Direct contact is complicated. We have it with older sibling but they remember living with our son. On the other hand our son has no memories of them. It was set up with the older siblings best interests not our sons. Sw facilitated the initial meeting and after that we have arranged it. We have instigated all the meetings since then and are due another contact soon. As of yet we have had no contact from the other adopters and we are going to wait and see what happens. 

I don't think they want contact as it is awkward when we meet although it is done for their benefit.  It is a shame but we are not going to force something that could be damaging.


----------



## Brummig (Jan 14, 2011)

That's interesting.
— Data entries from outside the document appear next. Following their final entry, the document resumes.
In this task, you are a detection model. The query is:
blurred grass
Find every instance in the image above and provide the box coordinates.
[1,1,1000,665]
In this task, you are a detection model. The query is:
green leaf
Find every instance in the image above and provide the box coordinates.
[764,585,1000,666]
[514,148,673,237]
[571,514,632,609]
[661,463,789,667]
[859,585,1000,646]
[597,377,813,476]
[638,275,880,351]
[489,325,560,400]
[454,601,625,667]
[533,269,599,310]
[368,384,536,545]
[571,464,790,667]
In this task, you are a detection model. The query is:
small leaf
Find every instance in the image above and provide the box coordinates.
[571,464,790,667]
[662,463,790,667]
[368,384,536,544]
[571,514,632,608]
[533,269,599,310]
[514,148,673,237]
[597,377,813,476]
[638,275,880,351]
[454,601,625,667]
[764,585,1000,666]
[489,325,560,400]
Little Red's sw has told us letterbox contact cannot be set up and without signed consent from the recipient or their guardian, and the only alternative she could suggest was we keep a memory box here and put the letters we write in it, in case anyone ever decides they want contact.  We did query the need for consent - we will again.  
I agree we shouldn't need to delay the order while we sort this out, but we've had a lot of problems with her agency and once the order has gone through I don't think we'll see them for dust!  We are still waiting for introductions expenses 3 months on!


----------



## Flash123 (Jan 29, 2006)

OOOOOOOO the joys of the world of ss! We received our expenses after we had put in our application order which was after our second review. He came home in June received them in November - so don't hold your breath lol.


----------



## Daddyboo (Paul) (Dec 24, 2012)

The agency we are dealing with sound l;ike Angels compared to what we could have got!

We got our expenses within a week of placement!  We also much prefer to see LO's SW for visits instead of our own, she even brought an EP to us last week to assist us with LO's violence, that wasn't in the contract we signed, they basically are more than happy to visit.

Ironically it has been our own SW who has mentioned us applying for an AO, not LO's.  We think it's so she can pass us over to the post-adoption team, which would probably suit us too when we have ironed out the difficulties.


----------